この人の場合、やるとなったら躊躇いなく噛み切りそうだ。
(だからそれ、私の体なんだけど――)
色んな意味でハラハラしながら事の成り行きを見守るクローディアの目の前で、レオノーラが腕を組んだ。
少し考える素振りを見せた後、ぱちんと指を鳴らす。
途端、クローディアたちを取り囲んでいた水銀兵士が一瞬にして崩れ去った。
「その言葉に二言はありませんわね」
確かめるようにそう言うと、レオノーラがもう一度指を鳴らした。
今度は金の粒子が宙を漂い、一か所に集まったかと思うと、一枚の紙と羽ペンが彼女の手元に出現した。

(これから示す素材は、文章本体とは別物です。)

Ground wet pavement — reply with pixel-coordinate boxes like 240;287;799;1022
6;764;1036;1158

レオノーラは見やすいように、テーブルの上でくるりと用紙を回転させると、羽ペンと共にエイメリックへと差し出す。
「こちらにサインしていただけますね?」
エイメリックがソファから身を乗り出し、書類に目を通した。
不安でクローディアの胸が波立つ。
茶会のとき、エイメリックと結婚するのを変わって欲しいと思ったのは事実だ。自分よりレオノーラのほうが相応しいのではないかと思ったことも。しかし、これは何か違うような気がした。
「リック、だめ……」
止めようとしたクローディアが手を伸ばすより早く、エイメリックが素早くペンを走らせた。サインし終えると、紙と羽ペンは現れた時と同じように、金の粒子となって空中に霧散する。
「これで成立ですわね」
約束はちゃんと守ってもらいます、というレオノーラの言葉が、クローディアの耳の奥底で残響した。